Industry in line for energy price cuts
Energy-intensive industries such as steel and paper mills could have their power bills subsidised more by the government in an effort to increase the competitiveness of manufacturers as prices climb.
The cost of industrial electricity in the UK is said to be higher than in other countries, including parts of the EU, which the government said could reduce the competitiveness of British companies and deter investment.
The government is holding a consultation on whether to increase the level of relief that power-intensive businesses receive on a range of green levies that are added to their electricity bills, from 85 per cent up to 100 per cent. More than 300 businesses, employing 60,000 people, receive reduced energy bills under the exemption scheme.
Companies have been asked to put forward their view on what the exemption should be with evidence to support their case. Ministers will then decide the level of the subsidy and how it will be funded.

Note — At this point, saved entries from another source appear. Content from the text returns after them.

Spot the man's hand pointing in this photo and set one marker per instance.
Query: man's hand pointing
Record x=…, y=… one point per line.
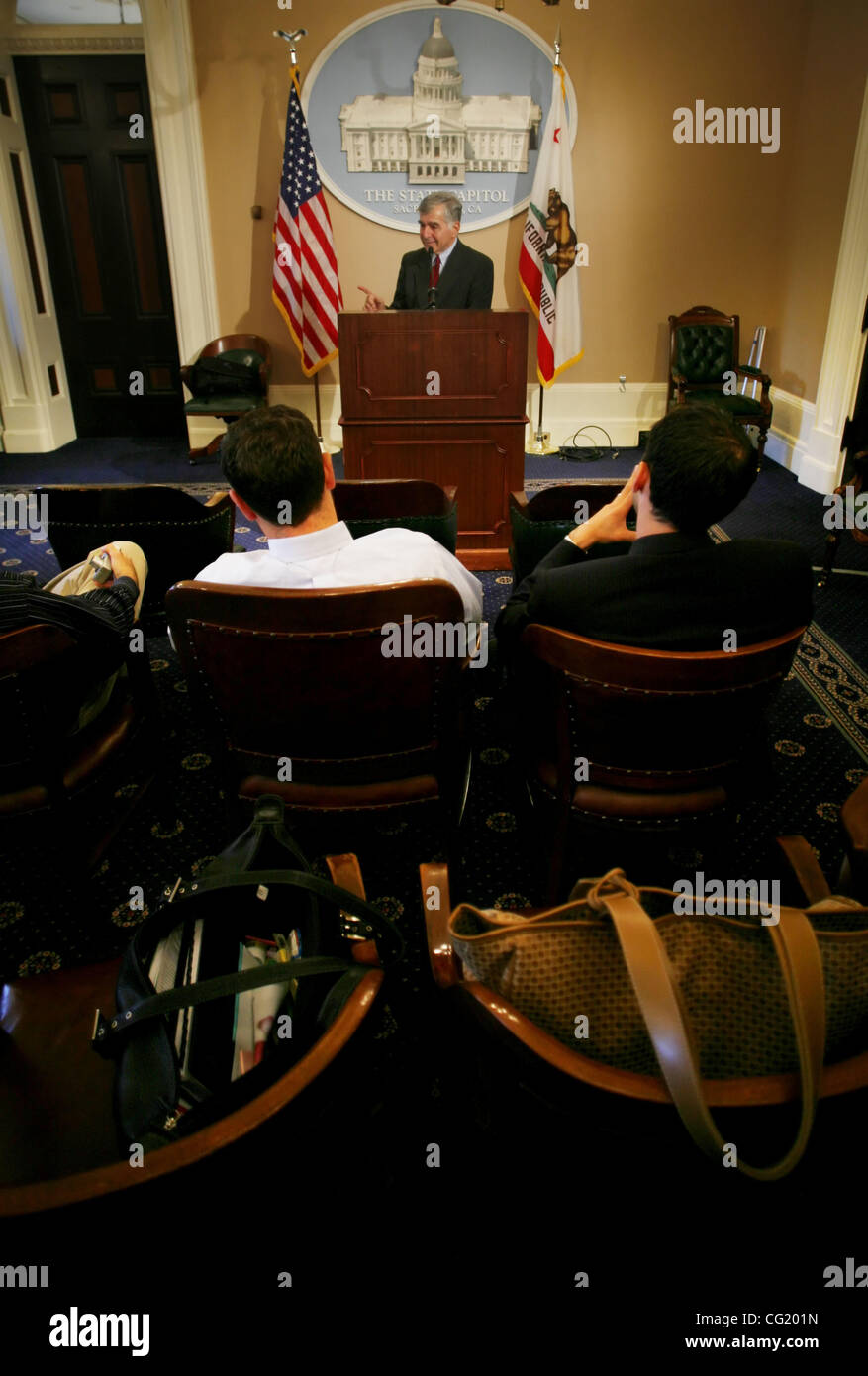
x=371, y=303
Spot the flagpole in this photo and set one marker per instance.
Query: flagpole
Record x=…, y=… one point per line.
x=542, y=440
x=293, y=58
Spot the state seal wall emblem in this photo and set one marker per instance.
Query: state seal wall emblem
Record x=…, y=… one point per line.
x=412, y=99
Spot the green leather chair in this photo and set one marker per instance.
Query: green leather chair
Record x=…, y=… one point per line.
x=250, y=351
x=373, y=504
x=703, y=346
x=538, y=522
x=177, y=535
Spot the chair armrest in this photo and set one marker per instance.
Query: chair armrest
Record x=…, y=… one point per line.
x=805, y=867
x=444, y=965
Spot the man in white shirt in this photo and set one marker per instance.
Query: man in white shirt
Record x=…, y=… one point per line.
x=281, y=480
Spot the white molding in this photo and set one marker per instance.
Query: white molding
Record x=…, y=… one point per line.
x=42, y=423
x=820, y=459
x=60, y=43
x=34, y=420
x=567, y=406
x=177, y=134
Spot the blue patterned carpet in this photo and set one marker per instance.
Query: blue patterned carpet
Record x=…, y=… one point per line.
x=819, y=737
x=542, y=1189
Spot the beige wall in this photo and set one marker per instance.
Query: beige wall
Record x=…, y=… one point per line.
x=667, y=225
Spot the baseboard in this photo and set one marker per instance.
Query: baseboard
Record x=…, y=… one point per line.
x=796, y=441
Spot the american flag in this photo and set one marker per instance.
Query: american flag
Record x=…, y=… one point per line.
x=304, y=284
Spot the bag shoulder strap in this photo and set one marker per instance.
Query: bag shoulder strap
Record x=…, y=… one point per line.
x=662, y=1006
x=187, y=995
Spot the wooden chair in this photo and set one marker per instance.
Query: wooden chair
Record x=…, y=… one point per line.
x=58, y=1139
x=538, y=522
x=854, y=823
x=644, y=739
x=176, y=533
x=856, y=482
x=307, y=705
x=703, y=346
x=51, y=780
x=229, y=405
x=374, y=504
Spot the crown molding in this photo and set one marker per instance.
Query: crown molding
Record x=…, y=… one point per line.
x=74, y=43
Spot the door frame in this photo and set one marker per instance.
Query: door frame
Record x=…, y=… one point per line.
x=35, y=422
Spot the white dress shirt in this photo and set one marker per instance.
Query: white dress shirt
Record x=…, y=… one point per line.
x=331, y=557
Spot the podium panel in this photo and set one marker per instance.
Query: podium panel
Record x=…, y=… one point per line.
x=440, y=395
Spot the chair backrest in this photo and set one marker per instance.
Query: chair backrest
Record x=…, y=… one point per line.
x=413, y=504
x=538, y=522
x=177, y=535
x=703, y=344
x=46, y=677
x=243, y=343
x=311, y=677
x=646, y=720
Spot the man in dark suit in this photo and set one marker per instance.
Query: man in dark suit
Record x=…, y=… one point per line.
x=674, y=588
x=444, y=272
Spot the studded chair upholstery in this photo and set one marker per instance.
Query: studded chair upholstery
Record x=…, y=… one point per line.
x=703, y=348
x=250, y=349
x=538, y=522
x=306, y=703
x=663, y=735
x=413, y=504
x=176, y=533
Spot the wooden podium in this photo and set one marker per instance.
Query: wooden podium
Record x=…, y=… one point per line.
x=440, y=395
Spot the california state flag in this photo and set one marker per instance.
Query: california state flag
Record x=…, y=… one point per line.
x=547, y=260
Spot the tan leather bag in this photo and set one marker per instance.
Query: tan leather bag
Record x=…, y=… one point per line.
x=720, y=1008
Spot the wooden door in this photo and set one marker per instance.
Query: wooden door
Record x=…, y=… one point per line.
x=91, y=145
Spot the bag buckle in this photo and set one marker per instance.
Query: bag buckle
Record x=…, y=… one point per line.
x=102, y=1037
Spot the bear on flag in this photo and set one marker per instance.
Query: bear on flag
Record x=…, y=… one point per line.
x=547, y=260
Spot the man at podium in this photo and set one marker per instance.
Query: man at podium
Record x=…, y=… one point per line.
x=444, y=274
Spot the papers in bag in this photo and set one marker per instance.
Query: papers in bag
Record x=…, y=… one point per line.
x=256, y=1009
x=175, y=963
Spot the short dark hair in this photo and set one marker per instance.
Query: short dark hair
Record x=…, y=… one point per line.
x=271, y=455
x=702, y=465
x=450, y=203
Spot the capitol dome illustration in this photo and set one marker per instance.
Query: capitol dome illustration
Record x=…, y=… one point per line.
x=437, y=135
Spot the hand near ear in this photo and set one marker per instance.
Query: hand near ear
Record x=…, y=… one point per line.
x=610, y=523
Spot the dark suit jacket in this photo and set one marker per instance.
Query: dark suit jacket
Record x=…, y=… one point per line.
x=669, y=592
x=466, y=281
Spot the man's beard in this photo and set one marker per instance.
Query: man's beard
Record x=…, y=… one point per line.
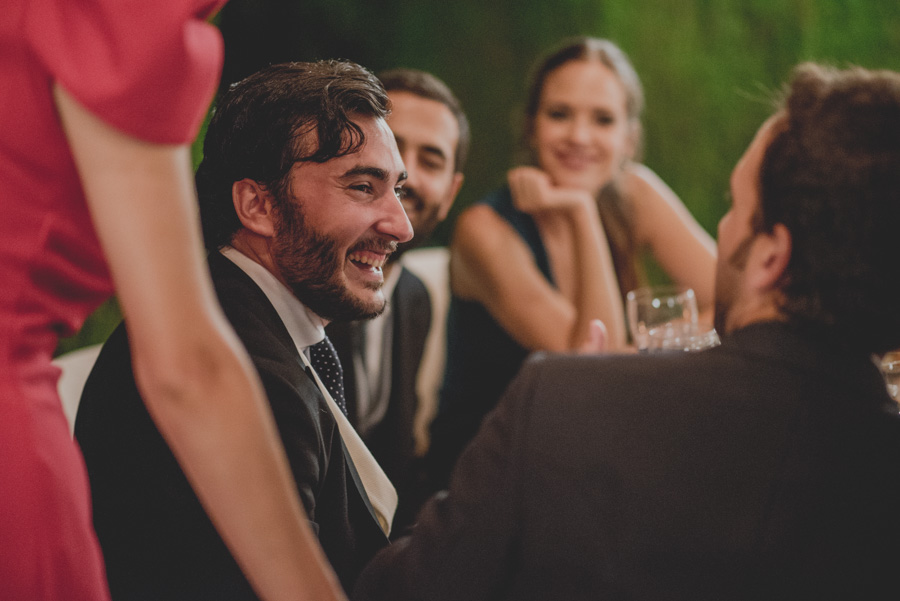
x=309, y=262
x=423, y=231
x=727, y=282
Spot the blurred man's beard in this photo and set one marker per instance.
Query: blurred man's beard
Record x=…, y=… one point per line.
x=727, y=279
x=422, y=232
x=311, y=265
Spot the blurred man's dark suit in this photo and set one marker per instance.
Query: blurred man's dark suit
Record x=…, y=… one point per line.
x=157, y=540
x=766, y=468
x=391, y=440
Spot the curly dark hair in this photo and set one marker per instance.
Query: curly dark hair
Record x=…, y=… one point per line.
x=260, y=126
x=831, y=175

Kwasi Kwarteng, the business secretary, said: “British manufacturers are the lifeblood of our economy and central to our plans to overcome this period of economic uncertainty.
“With global energy prices at record highs, it is essential we explore what more we can do to deliver a competitive future for those strategic industries so we can cut production costs and protect jobs across the UK.”
The steep increase in energy bills reflects soaring wholesale energy costs driven by fears over gas and power shortages as Russia restricts gas supplies to Europe.
The consultancy Cornwall Insight has said that it does not expect wholesale prices to return to 2020-21 levels before 2030.
In its present form the exemption scheme reduces net electricity prices for energy-intensive industries by between £19/MWh and £37/MWh on average and reduced the total electricity bills for those businesses by about a quarter last year.
The government said that Britain’s higher electricity bills compared with other countries could hamper investment, competition and commercial viability for hundreds of businesses in industries including steel, paper, glass, ceramics and cement and risk them relocating from the UK.
High industrial energy users in the UK pay higher energy bills than the EU 14 group of countries including France, Germany and Spain.
Without government support, higher energy costs could also discourage manufacturers from electrifying their manufacturing processes, the Department for Business, Energy and Industrial Strategy said, which “in turn, might make it more challenging to deliver net-zero outcomes”.
Gareth Stace, the director-general of UK Steel, said: “The publication of this consultation is a significant step forward in delivering competitive electricity prices for the UK steel sector and should provide some much-needed relief in the face of extremely challenging circumstances at the current time. While there remain difficulties, this announcement demonstrates that the UK government understands the challenges of British industry and continues to support steelmakers and steel communities across the country.”
Cornwall Insight warned this month that energy costs for businesses across the board were rising even faster than for households and risked tipping companies “over the edge” unless the government intervened.